There is a five-day whale hiking trail developed by Cape Nature at the reserve. It is 55 kilometres in entirety from Potberg to Koppie Alleen, and includes five overnight stops, but you need to organise it yourself. I can promise that it will be worth it. Don’t wait as I believe it is extremely popular.
We arrived to see the whales at De Hoop at around midday at Koppie Alleen’s parking area, already busy with at least one bus load of visitors.
Having already spent a night in the reserve, we were in ‘time out’ mode and happily slowed enough that nothing could worry us, least of all a bus load of visitors. Most of them were already making their way back to the bus anyway, and one poor dear, who was allergic to sand, had remained the entire time in the bus.
My four-year old son was very eager to see the De Hoop whales. He rushed on ahead on the pathway down to the cliff edge, where wonderful wooden walkways have been built not just to make it easy to reach some of the viewing points, but also to protect the vegetation and the whales from intrusion.
At about this time we discover that we’ve left the binoculars back at the cottage. Typical. With much muttering about our inability to organise a —-up in a brewery, we decide to press on regardless, and if we really manage not to see anything without them, one of us will return to fetch them.
We needn’t have worried. Whales come within 100 metres of the shore here and whilst a pair of binoculars would undoubtedly have improved our vision, one can easily sight the whales without them. And whales there were. Immediately close to the shore were at least four females with their calves passing across the bay – easily visible to us.
In fact we saw so many whales that we became rather blasé about it all. They were to return coming back the other way again roughly an hour later – or at least I think it was them; it is hard to tell.
Further out, there were more whales still – visible because every now and again they would spew water from their blowholes. And we got to see the entire gambit of whale behaviour. There was a lot of rolling around happening just off the shore, which was either playful moms with tots (though a four-ton calf hardly qualifies as a ‘tot’ does it?), or mating – it was hard to distinguish without those binoculars – whilst further out we were entertained to lobtailing and sailing.
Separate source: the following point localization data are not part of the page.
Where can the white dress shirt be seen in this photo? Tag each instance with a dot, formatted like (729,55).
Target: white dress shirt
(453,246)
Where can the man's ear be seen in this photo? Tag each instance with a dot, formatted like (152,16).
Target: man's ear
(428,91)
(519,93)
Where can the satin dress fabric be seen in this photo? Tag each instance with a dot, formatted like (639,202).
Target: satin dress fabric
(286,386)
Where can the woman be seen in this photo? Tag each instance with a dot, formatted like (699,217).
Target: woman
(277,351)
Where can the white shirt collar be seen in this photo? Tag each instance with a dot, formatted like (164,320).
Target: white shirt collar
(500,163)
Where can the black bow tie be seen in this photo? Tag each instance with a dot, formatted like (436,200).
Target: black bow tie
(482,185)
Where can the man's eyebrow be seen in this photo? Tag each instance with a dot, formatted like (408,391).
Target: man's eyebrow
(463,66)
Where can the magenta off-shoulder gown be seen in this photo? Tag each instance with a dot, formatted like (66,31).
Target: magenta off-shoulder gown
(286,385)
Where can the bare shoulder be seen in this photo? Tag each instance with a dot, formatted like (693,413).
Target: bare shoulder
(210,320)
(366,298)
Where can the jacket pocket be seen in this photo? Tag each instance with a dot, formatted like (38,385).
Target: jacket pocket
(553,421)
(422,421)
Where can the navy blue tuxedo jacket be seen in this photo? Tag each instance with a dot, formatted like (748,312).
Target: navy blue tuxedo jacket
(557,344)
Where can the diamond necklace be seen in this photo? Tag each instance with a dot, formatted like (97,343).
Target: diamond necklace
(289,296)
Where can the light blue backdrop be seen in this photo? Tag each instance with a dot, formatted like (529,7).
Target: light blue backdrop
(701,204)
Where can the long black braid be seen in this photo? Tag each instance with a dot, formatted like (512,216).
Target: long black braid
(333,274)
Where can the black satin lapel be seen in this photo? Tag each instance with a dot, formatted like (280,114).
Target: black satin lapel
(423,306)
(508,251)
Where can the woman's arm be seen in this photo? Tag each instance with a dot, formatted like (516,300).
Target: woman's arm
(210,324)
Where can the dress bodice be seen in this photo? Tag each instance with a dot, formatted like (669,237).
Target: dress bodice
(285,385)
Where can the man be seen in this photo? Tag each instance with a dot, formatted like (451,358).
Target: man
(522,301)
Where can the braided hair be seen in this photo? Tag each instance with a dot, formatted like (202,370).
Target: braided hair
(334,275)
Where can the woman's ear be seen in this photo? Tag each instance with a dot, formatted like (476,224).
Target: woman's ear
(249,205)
The sailing (standing on their head with tails out of the water) was utterly bewildering. I kept waiting for them to go down but they stay suspended like this for at least ten minutes. Science says that they’re using the wind to push their bodies through the water or cooling, but I have a secret feeling that they’re just plain showing off for the fun of it – I don’t know, do you need a reason to stand on your head?
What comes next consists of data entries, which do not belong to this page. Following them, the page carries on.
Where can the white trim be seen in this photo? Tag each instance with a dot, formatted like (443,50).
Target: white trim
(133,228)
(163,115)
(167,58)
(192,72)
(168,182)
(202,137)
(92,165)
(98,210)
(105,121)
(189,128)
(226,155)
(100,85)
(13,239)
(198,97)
Whales come to our shores to mate and breed every year. The females produce an offspring once every three years. The calf takes a year to gestate, and then suckles for six months – apparently a calf drinks up to 200 litres of milk a day, and grows three centimetres in a day, so you can understand that a female needs to recover from this ordeal, which explains the three-year cycle.
It was quite funny to swop notes with an elderly couple making their way back from the beach as we arrived. The woman, rather indignant at the male whales ‘lying in wait’, as far as she was concerned, for the females, reckoned they would be re-inseminated on their way out of the bay, having just given birth. I was relieved the learn that this was not quite the case.
Once down the wooden walkways that lead to the sea, there is a little beach alcove to which we headed and collapsed in a heap, whilst our progeny was happy to race through the waves and collect shells.
From our vantage point beached as we were on the sloping sands, we could happily watch the whales passing to and fro, whilst a seal played happily where the waves broke onto the shore, for what must have been at least an hour. What an incredible display of complete surrender on his part. That was one happy seal.
We had the place virtually to ourselves, even though this was a weekend in August when the whales are at their peak in the bay. We shared it only with a few oyster catchers, who were none too amused when our son innocently got too close whilst trying to find cuttle fish, and a few other visitors who strolled across the sand en route to other parts of the bay like Vaalkrans and Lekkerwater.
The wild, brilliantly blue, sheltered bay at De Hoop is whale watching at its best.